Я затронул эту тему потому, что во время нашей практики во Владивостоке шла охота за одним таким фарцовщиком, приехавшим из Москвы. Это был тогда еще малоизвестный певец Робинзон, который сочетал концерты с «деловыми» контактами с моряками. Не знаю, удачно ли действовал нелегальный предприниматель, но он благополучно избежал неприятностей и стал затем видным представителем российского бизнеса. Поимев опыт на мелкой «фарсе», сейчас он ворочает крупными делами. Робинзон еще в те времена чувствовал, что стоит на верном пути.
Во второй раз я проходил практику осенью 1963 года в Центральном аппарате в Москве. В том году в одном из павильонов парка Сокольники проходила выставка японских станков, и нас с приятелем отправили туда переводчиками-стендистами.
Меня прикрепили к одной из фирм, которая привезла на демонстрацию сверлильный и хонинговальный станки. Так как у посетителей вопросы были однообразными, а я имел опыт работы на станках, то очень скоро освоил японские агрегаты. Привезшие станки два японца иногда оставляли меня одного, а сами уходили побродить по Москве.
Однажды в мою сторону направилась большая делегация, во главе которой выступал какой-то важный чин. Это был министр приборостроения СССР Руднев, который инициативно протянул мне свою холеную руку и радостно стал трясти мою промасленную. Я ответил на все вопросы министра и продемонстрировал работу станков. Министр меня душевно поблагодарил, а затем вежливо спросил:
— Скажите, пожалуйста, а где вы так хорошо изучили русский язык? — с располагающей улыбкой спросил министр.
— Так я же русский! — простодушно сообщил я недогадливому министру.
Через мгновение я понял, что допустил непростительную оплошность, ибо важный чиновник мгновенно изменился в лице, вытащил из кармана чистый носовой платок, вытер им свои руки, бросил его под ноги и, не попрощавшись, гневно удалился, увлекая за собою свиту.
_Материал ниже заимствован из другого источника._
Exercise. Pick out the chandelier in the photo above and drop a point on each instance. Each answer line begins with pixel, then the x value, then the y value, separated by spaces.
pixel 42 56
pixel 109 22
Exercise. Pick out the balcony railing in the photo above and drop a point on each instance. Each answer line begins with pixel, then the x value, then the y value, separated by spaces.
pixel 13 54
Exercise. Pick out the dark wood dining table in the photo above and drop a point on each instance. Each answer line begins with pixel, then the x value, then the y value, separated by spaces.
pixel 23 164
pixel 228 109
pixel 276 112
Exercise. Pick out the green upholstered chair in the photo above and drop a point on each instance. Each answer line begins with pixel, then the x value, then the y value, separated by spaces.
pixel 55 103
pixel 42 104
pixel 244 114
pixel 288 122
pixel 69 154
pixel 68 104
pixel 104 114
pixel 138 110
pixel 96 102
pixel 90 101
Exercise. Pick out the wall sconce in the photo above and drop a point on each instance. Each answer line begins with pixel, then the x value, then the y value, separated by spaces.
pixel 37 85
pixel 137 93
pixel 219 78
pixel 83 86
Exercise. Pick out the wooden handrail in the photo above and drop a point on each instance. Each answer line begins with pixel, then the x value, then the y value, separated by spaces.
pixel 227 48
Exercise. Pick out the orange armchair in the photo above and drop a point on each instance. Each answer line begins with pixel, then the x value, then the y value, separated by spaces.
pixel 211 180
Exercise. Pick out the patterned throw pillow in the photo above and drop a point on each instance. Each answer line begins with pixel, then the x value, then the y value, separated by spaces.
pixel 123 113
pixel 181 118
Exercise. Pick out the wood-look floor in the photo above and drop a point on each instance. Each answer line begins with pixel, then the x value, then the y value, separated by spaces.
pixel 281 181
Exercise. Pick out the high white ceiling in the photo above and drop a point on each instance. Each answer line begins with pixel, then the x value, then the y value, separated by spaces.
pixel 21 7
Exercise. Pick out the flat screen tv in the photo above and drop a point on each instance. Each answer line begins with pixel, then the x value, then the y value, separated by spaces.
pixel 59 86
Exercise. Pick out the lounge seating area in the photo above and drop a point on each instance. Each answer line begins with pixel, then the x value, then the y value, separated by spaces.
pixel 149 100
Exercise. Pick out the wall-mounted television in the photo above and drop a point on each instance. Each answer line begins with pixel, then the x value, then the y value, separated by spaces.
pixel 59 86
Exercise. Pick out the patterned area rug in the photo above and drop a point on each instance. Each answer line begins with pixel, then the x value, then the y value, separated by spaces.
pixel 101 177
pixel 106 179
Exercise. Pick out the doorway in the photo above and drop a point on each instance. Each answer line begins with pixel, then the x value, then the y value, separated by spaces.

Я был одет в японскую рабочую одежду, и он ошибочно принял меня за японца. Неприятный осадок оставил высокий посетитель. Я задним умом подумал: ну почему я ему не шепнул, что учусь в какой-либо японской разведывательной школе в пригороде Токио? Глядишь, может быть, министр и Хрущеву об этом по секрету поведал бы. Мало ли как могли повернуться события.
Обе практики в оперативных подразделениях были делом полезным. Однако угнетало то, что практикантам, видимо, не очень-то доверяли. Во всяком случае, ни в одном подразделении мне не разрешили ознакомиться с делами на японских шпионов, которых, как нас уверяли во время учебы в Высшей школе, в Советском Союзе было полным-полно. «Что поделаешь, — успокаивал я себя, — конспирация!» Но, как я потом узнал, дел по «шп» (так тогда между собой называли оперативные работники такие дела) ни в Приморском УКГБ, ни в других местах вообще не было.
Во Втором главке, правда, в то время Тимофеев Виктор Павлович, который работал одно время с бежавшим в США Растворовым (см. ниже) и который вел мою практику, занимался сотрудником Министерства внешней торговли СССР Юргенсоном, который за мелкое вознаграждение сообщал одному японскому коммерсанту интересующую его информацию, в том числе по ножницам цен на предстоявших советско-японских переговорах, что позволяло японцам с лихвой окупать падкого на подаяние советского чиновника. Вскоре Юргенсон был застукан с поличным и схлопотал за это 10 лет. Вот по промышленному шпионажу японцы большие мастера. Они прямо зациклены на том, а где бы что-нибудь стырить.